What the story didn’t outline, was something I noted in my March 7 blog post, about the biggest of the bills passed – SB382, the Montana Land Use Planning Act:
Notably, the bill was (largely) written by Kelly Lynch, executive director of the Montana League of Cities and Towns, who has a Masters Degree in Urban Planning and has worked in Community Development in the past.
The Atlantic story notes that there were several other bills that passed as well:
“We obviously did not anticipate being able to get the big wins we did,” Kendall Cotton, the founder of the local think tank the Frontier Institute and a driving force behind the housing bills, told me. “We thought maybe there might be one bill that passed. We ended up getting almost everything that we were asking for.”
Not all of these other bills were supported by local government.
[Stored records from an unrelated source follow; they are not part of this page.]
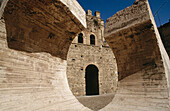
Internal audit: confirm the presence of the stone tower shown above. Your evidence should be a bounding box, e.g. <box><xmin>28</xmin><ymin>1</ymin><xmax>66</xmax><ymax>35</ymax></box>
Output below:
<box><xmin>67</xmin><ymin>10</ymin><xmax>117</xmax><ymax>96</ymax></box>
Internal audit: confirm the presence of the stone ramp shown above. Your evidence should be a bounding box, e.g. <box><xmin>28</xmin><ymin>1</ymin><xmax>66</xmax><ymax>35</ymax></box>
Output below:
<box><xmin>101</xmin><ymin>66</ymin><xmax>169</xmax><ymax>111</ymax></box>
<box><xmin>77</xmin><ymin>93</ymin><xmax>115</xmax><ymax>111</ymax></box>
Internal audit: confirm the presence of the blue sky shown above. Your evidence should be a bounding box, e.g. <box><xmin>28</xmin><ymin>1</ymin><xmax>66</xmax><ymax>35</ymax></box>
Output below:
<box><xmin>77</xmin><ymin>0</ymin><xmax>170</xmax><ymax>26</ymax></box>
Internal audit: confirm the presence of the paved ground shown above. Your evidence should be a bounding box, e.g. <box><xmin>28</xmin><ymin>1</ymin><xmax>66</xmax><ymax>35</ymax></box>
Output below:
<box><xmin>77</xmin><ymin>93</ymin><xmax>115</xmax><ymax>111</ymax></box>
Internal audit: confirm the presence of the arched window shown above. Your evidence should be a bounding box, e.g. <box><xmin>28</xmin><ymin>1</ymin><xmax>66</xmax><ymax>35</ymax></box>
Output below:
<box><xmin>85</xmin><ymin>64</ymin><xmax>99</xmax><ymax>95</ymax></box>
<box><xmin>90</xmin><ymin>34</ymin><xmax>95</xmax><ymax>45</ymax></box>
<box><xmin>78</xmin><ymin>33</ymin><xmax>83</xmax><ymax>43</ymax></box>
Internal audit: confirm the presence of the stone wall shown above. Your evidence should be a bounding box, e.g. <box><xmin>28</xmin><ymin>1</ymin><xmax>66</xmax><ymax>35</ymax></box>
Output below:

But, after hearing local government concerns, things changed. As noted in a Helena TV new story:
… during the process, the League expressed more concerns about other zoning-related bills that they said would impose top-down mandates on cities.
Lynch said these bills have been amended in ways that will make them easier for local governments to implement.
“Our position has been that our cities have already been working on these issues for a lot of years,” she said. “We have planners who go to the national conferences. These kinds of discussions have been happening for a long time. But when you go through that local public process, it takes a lot longer. But I think most of them are already in a situation, are very close to having these same types of regulations, especially in the form that the bills are in now.”
Now Montana is being recognized as a national leader in land use regulatory reform, in a way different from that which California and Oregon are being touted for. As I have noted in previous postings, local implementation of the reforms in those states are proceeding more in fits and starts, if at all.
And as I have also noted, we’ve got a pretty good collaborative process going on here in Utah, led on the local front by the Utah League of Cities and Towns (who APA Utah is working with closely).
Long live collaboration! It would sure help in our national politics, too!